Performance Benchmarking#
Using Legate timing tools#
Use legate’s timing API to measure elapsed time, rather than standard Python timers. Legate Sparse executes work asynchronously when possible, and a standard Python timer will only measure the time taken to launch the work, not the time spent in actual computation.
Make sure warm-up iterations, initialization, I/O, and other one-time computations are excluded while timing iterative computations.
Here is an example of how to measure elapsed time in milliseconds:
import legate_sparse as sparse
from legate.timing import time
init() # Initialization step
# Do few warm-up iterations
for i in range(n_warmup_iters):
compute()
start = time()
for i in range(niters):
compute()
end = time()
elapsed_millisecs = (end - start)/1000.0
dump_data() # I/O
Guidelines for performance benchmarks#
Manual partitioning of data for use with message-passing from Python (say, using mpi4py package) is not supported. If your code is manually partitioned using MPI4Py or any other library, please rewrite the code for sequential execution without any partitioning or communication primitives.
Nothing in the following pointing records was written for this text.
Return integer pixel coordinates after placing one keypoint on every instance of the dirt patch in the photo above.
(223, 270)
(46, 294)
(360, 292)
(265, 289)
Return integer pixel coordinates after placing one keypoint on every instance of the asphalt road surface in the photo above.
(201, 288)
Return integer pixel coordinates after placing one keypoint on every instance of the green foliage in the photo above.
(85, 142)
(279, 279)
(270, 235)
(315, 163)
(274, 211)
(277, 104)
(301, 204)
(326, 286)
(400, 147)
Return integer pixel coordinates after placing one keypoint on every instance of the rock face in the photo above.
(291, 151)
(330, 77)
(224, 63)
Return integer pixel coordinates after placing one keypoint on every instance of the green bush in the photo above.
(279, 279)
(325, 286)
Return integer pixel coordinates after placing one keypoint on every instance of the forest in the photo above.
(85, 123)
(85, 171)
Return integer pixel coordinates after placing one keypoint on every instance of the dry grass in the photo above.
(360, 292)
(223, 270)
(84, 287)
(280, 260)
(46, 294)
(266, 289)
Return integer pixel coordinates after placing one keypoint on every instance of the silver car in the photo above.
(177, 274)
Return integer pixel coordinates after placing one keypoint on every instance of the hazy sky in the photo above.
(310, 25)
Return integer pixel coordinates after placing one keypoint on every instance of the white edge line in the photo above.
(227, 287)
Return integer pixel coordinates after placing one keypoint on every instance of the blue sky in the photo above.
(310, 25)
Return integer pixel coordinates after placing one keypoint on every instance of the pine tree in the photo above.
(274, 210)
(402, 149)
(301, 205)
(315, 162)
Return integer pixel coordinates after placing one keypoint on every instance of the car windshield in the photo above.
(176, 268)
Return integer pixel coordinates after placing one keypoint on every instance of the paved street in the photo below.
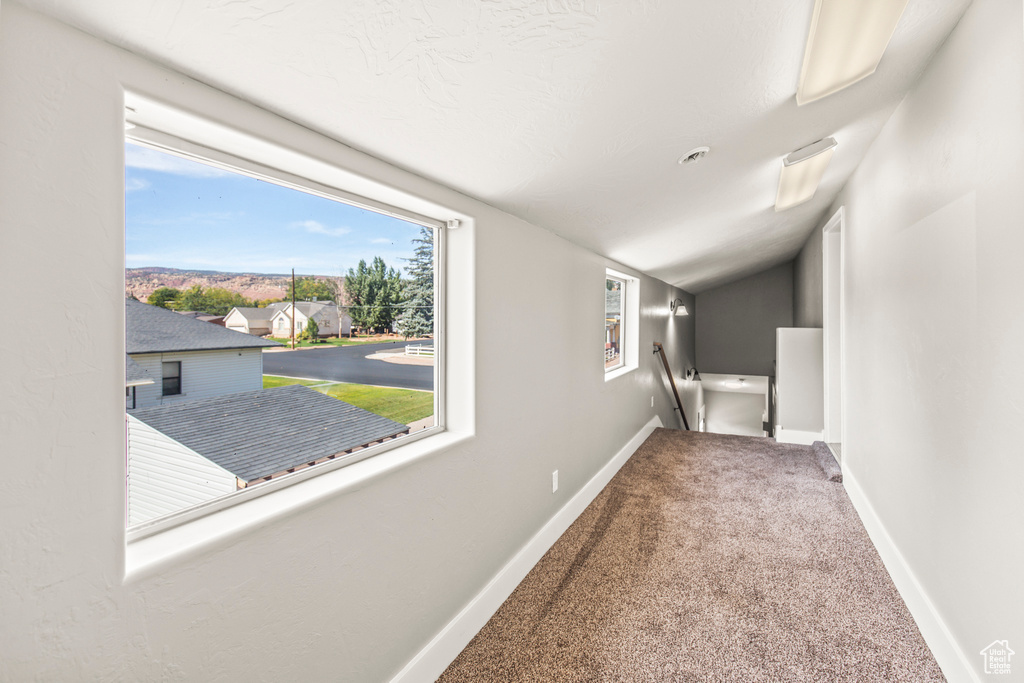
(348, 364)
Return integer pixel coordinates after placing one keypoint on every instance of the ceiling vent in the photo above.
(693, 156)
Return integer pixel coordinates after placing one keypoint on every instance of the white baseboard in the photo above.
(949, 655)
(796, 436)
(445, 646)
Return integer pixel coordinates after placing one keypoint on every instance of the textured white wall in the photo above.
(734, 413)
(348, 589)
(800, 380)
(935, 329)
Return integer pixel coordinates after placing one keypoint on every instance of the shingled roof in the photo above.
(254, 434)
(155, 330)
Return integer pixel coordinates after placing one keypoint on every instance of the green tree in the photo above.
(163, 297)
(219, 301)
(418, 309)
(375, 292)
(193, 298)
(307, 289)
(215, 301)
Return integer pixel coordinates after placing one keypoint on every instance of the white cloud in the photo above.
(151, 160)
(318, 228)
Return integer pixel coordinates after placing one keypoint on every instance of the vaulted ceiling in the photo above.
(570, 114)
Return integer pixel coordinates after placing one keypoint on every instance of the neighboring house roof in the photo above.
(254, 434)
(155, 330)
(200, 315)
(135, 375)
(307, 308)
(253, 314)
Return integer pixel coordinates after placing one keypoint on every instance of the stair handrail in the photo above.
(658, 348)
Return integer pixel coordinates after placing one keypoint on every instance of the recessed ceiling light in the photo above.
(845, 44)
(694, 155)
(802, 172)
Ensure that the problem size is large enough to offset runtime overheads associated with tasks. A rule of thumb is that the problem size should be large enough for a task granularity of about one millisecond on the GPU. There can be parts of the algorithm that don’t lend themselves to concurrent execution due to dependencies between tasks. Having a large problem size is crucial to offset the runtime overheads associated with tasks in such cases.